Wednesday, April 20, 2011

In which I am pessimistic

Steven Landsburg:
“Taxing the rich” cannot work unless you do it in a way that induces the rich to consume less.
In more detail, Landsburg correctly says that if a rich person responds to a tax by cuts in his investments and lending but no cuts in his consumption, then all his tax burden falls on the investees and lendees, which are generally not rich.

My take-away is that to the extent rich Americans invest in and/or lend to non-rich Americans, taxing rich American's income and/or wealth is a probably politically expedient, economically inefficient way to indirectly tax the middle class, while raising the same amount of revenue through, say, higher gasoline taxes would probably be much more direct, politically inexpedient, and much less economically inefficient. (Depending on what you expect the externalities of global warming to be, higher gas taxes might be more efficient than lower gas taxes. My personal guestimate is that higher US gasoline taxes might have a net expected benefit for the world, but probably not for the US.)

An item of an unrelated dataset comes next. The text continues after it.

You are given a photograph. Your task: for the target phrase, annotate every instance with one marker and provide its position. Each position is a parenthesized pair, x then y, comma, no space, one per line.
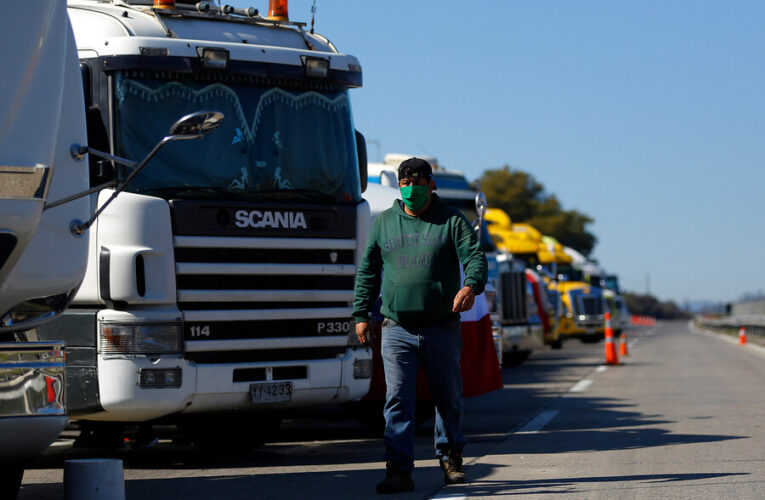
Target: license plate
(271,392)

To the extent that rich Americans invest in foreigners, taxing the rich is even more politically expedient. Karl Smith:

The US government borrows cheaply from abroad. It uses that money to finance tax cuts for wealthy Americans. Those wealthy Americans use some of that extra income to invest in multinational companies, which then return huge profits to the United States.

On net the United States is richer for having done this. Though, I suspect that its has suppressed the wages for working class Americans.

The Feds will eventually raise much more revenue, in roughly the most inefficient ways possible, either before or (more likely) after a fiscal crisis strikes. Forget about a VAT. We'd be very lucky to get rid of either of the following income tax deductions: home mortgage interest and employer-provided health-insurance. Doing so would raise tons of revenue and actually reduce government distortion of incentives, but it would be a transparent tax increase falling most heavily on the upper middle class. Good luck with that.

To get to a VAT, first things have to get so bad that all other means of increasing federal revenue are even more unpopular, yet more revenue is still needed. Insert Churchill quote here.